Hyperalphalipoproteinemia is a disorder with elevated HDL levels in the plasma. Most cases are inherited through a dominant or polygenic manner and are linked to a lower risk of coronary artery disease.[8]

High levels of plasma lipids can also be due to dietary factors, such as ingesting excess calories, saturated fatty acids, and cholesterol, as well as from medication use.

Hypolipoproteinemia refers to relatively low levels of lipids in the blood. Such a condition may be associated with a genetic component or perhaps other conditions like anemia or an overactive thyroid.

Hypolipoproteinemias include three primary conditions:

  • Hypoalphalipoproteinemia: A reduction in HDL cholesterol levels in plasma that is associated with a greater risk of coronary heart disease
  • Abetalipoproteinemia: An autosomal recessive disease; it is caused by apoprotein B deficiency and is characterized by the lack of chylomicrons, LDL, and VLDL in the blood
  • Tangier disease: An autosomal recessive disorder classified by an absence of plasma HDL, which results in the synthesis of abnormal chylomicron remnant

Other disorders in which abnormal structural lipoproteins and their concentrations are present in the blood are referred to as dyslipoproteinemia. One disorder of this kind is LCAT (lecithin-cholesterol acyltransferase) deficiency. Low activity of this enzyme causes unesterified cholesterol to accumulate in plasma and tissues.[3]

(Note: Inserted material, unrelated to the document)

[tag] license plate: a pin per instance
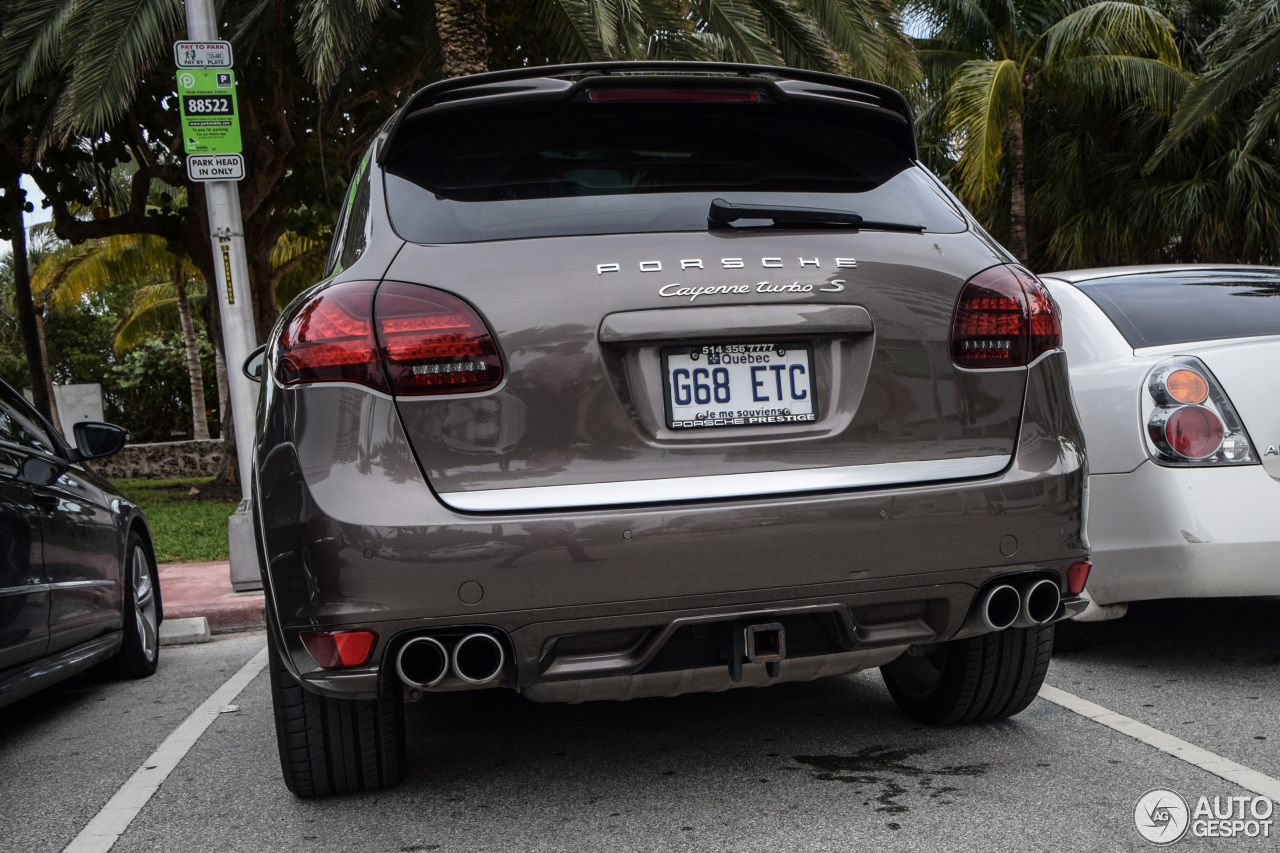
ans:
(739, 384)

Further diseases include lipid storage diseases, or lipidoses, which are genetic diseases in which atypical amounts of lipids accumulate in cells and tissues. Lipidoses are characterized by the absence of enzymes needed to metabolize lipids or a defect in the proper functioning of enzymes. This abnormal fat deposition can lead to severe damage in cells and tissues, including the brain, heart, liver, kidney, and spleen. Two examples of lipidoses include Gaucher disease and Tay-Sachs disease. Gaucher disease is caused by a deficiency in the enzyme glucocerebrosidase, resulting in hepatosplenomegaly, pancytopenia, and bone crises. Tay-Sachs is caused by the absence of the enzyme hexosaminidase-A and leads to a progressive loss of mental and physical capabilities.[9]

While treatment for lipidoses is unspecific and mainly limited to enzyme replacement therapy, there are medication options that help lower lipid plasma levels. However, it is of the utmost importance to manage dietary consumption and lifestyle changes either before or in conjunction with starting medication. Some of these changes may include a reduced-calorie diet, exercise, and quitting smoking if one is a smoker. Popular medication options include statins, fibrates, omega-3 fatty acids, bile acid sequestrants, a cholesterol-absorption inhibitor, and nicotinic acid. Of these choices, statins are the most widely prescribed treatment.[10] They can lower cholesterol biosynthesis, primarily in the liver by competitively inhibiting HMG-CoA reductase, the rate-limiting enzyme for cholesterol production. Statins also aid in the uptake and destruction of LDL. They have contributed to the progress made in the primary and secondary prevention of coronary heart disease, and have lowered death rates in coronary patients.[11]